Wednesday, October 7, 2009

A point of intersection?

The notion that markets set prices is generally quite a good one. However, the symbol that is often used to present this idea (two lines meeting on a graph) is a rather poor descriptor for the true mechanics of this concept. When a buyer and seller meet in a free market they do not meet at a Euclidian point where supply and demand intersect each other precisely. Instead, they meet within a range. The buyer is willing to buy at any price below a certain level, and the seller is willing to sell at any price above a particular level. They do not meet exactly, instead they have wiggle room--sometimes more, sometimes less. If their respective ranges do not overlap no exchange is possible, if they do then they must settle on a price within that range. But how is the actual price set? Just as no exchange is possible without overlap no exchange is possible without a specific agreed upon price. Enter skill. Negotiation must now take place, with the greater share of the range going to one or the other party. It is no longer a question of how much is wanted or available, but how well each party can fight for a better deal (within the relevant range). With this view in mind, the lines of supply and demand cannot be said to meet at a point, but rather in a fuzzy zone with an exact place to be worked out without regard to desire or capacity to provide. Exchange is not accomplished through a physics like process that produces a certain and necessary result. Instead, it is the result of art constrained by differing values between parties. To claim that price is merely where supply meets demand is to ignore the necessarily human--and subjective--element that so greatly impacts economic exchange. This point is sometime washed over by speaking of a large market of millions of actors, but price is always unique. Each exchange is a particular, singular event, the negotiations of which are influenced by the other transactions, but never exactly set by them. Although it can be pointed towards (and is a useful concept) the market price--in reality--is nowhere to be found.

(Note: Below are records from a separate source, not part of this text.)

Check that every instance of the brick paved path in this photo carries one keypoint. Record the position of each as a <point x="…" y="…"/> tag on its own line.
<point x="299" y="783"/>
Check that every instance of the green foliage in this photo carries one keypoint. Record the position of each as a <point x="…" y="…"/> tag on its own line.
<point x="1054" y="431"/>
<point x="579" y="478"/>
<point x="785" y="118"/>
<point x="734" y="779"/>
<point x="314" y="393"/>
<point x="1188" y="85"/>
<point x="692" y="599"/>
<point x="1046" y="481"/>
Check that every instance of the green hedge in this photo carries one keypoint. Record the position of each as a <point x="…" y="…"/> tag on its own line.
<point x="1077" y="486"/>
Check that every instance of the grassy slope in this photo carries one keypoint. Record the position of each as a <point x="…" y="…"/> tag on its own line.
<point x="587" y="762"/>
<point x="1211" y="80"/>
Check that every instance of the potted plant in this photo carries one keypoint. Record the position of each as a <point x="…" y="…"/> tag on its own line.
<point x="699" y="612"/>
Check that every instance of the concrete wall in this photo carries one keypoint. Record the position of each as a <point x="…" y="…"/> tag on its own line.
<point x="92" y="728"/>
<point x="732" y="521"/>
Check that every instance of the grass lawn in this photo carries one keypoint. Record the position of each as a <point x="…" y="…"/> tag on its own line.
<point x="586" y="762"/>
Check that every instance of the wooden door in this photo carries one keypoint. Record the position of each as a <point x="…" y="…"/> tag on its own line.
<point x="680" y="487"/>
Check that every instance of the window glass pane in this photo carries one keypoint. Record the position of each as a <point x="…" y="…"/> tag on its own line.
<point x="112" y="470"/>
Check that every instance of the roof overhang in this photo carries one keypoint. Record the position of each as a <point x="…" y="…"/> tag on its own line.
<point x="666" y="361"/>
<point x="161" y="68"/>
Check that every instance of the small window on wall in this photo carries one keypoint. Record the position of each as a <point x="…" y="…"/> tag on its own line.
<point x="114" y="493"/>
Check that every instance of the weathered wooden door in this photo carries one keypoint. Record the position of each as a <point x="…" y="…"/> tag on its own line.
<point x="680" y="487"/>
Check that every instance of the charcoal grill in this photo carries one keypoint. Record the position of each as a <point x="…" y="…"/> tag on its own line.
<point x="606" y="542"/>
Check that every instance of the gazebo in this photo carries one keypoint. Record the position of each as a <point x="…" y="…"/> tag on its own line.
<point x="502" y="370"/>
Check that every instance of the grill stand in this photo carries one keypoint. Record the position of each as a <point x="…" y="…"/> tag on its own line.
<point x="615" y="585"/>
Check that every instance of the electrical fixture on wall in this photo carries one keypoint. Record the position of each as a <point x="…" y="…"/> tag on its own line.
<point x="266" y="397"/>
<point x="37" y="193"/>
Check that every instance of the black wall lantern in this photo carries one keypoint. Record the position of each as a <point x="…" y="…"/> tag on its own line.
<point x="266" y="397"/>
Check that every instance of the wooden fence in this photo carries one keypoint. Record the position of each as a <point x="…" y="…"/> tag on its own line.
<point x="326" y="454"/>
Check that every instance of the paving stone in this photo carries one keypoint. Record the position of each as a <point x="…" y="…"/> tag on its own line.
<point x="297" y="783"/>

  1. This wiggle room you speak of certainly exists. It seem the higher the degree of competition the smaller it is. Look at stocks, there is almost no wiggle room what so ever when million and million of shares are traded a day. On top of that all share are equal and perfect substitutes for each other. A share is a share is a share. But for a good such as a house the wiggle room is much larger. For starters houses are not sold as frequently as stock and a house is not a house. They are all special. While they are substitutes for each other they are not perfect substitutes and the housing market is significantly less competitive than the stock market.

    I like your observation, I have not thought of it before and it is very accurate.

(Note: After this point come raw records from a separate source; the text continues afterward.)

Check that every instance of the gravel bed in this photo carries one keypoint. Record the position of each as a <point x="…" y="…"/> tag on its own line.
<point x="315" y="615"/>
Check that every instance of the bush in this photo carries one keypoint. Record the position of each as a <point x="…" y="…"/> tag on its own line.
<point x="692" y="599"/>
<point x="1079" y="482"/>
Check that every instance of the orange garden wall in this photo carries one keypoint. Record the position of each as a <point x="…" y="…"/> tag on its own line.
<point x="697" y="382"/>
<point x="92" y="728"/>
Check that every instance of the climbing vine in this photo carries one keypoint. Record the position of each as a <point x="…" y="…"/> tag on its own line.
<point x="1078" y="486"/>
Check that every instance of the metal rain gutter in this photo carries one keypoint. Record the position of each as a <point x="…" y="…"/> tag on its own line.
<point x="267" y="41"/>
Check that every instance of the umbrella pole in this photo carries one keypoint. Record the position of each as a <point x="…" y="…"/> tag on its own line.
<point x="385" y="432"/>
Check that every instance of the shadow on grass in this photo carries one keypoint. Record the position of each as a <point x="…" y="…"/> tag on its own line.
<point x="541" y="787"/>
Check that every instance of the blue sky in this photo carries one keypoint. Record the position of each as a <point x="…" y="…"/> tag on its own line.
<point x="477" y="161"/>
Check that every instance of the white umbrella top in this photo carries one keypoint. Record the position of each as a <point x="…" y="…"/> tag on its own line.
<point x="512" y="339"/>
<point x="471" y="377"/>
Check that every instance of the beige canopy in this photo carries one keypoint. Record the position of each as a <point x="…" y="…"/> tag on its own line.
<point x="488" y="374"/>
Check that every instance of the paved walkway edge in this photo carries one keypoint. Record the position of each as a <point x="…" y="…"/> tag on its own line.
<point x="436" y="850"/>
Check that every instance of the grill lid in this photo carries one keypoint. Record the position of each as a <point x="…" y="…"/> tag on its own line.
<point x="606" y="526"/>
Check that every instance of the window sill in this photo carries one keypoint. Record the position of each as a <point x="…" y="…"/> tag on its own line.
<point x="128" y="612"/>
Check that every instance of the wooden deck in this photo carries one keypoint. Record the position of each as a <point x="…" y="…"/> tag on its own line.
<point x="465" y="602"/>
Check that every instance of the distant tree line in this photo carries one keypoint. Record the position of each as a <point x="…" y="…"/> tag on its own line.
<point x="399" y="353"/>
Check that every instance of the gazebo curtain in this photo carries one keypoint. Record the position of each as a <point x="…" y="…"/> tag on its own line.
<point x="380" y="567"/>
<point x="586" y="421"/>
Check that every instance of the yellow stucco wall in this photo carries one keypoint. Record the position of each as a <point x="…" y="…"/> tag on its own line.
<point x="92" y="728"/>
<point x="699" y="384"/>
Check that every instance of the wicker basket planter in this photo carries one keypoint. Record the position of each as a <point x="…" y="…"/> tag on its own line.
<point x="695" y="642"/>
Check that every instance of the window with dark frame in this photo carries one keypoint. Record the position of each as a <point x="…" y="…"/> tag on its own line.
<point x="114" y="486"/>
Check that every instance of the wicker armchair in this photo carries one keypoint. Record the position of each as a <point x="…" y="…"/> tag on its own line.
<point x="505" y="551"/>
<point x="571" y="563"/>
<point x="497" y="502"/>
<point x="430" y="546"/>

  2. Yes the idea of two linear functions meeting at some point and that determining the single clearing price for a good or service is a gross simplification of reality meant to allow those who study markets to glean information from a complex system and abstract rules or concepts. In reality, the market (and higher level economics) is not so simple. The assumptions necessary for a single market price under perfect competition are found almost nowhere in the real world. The combination of perfect information, low transaction costs and costless transition of labor and capital alone eliminate many markets from the application of this simple analysis. This concept is just another example of academic simplification that is necessary to progress students to the point that they understand a few basic concepts and can eventually introduce more complexity.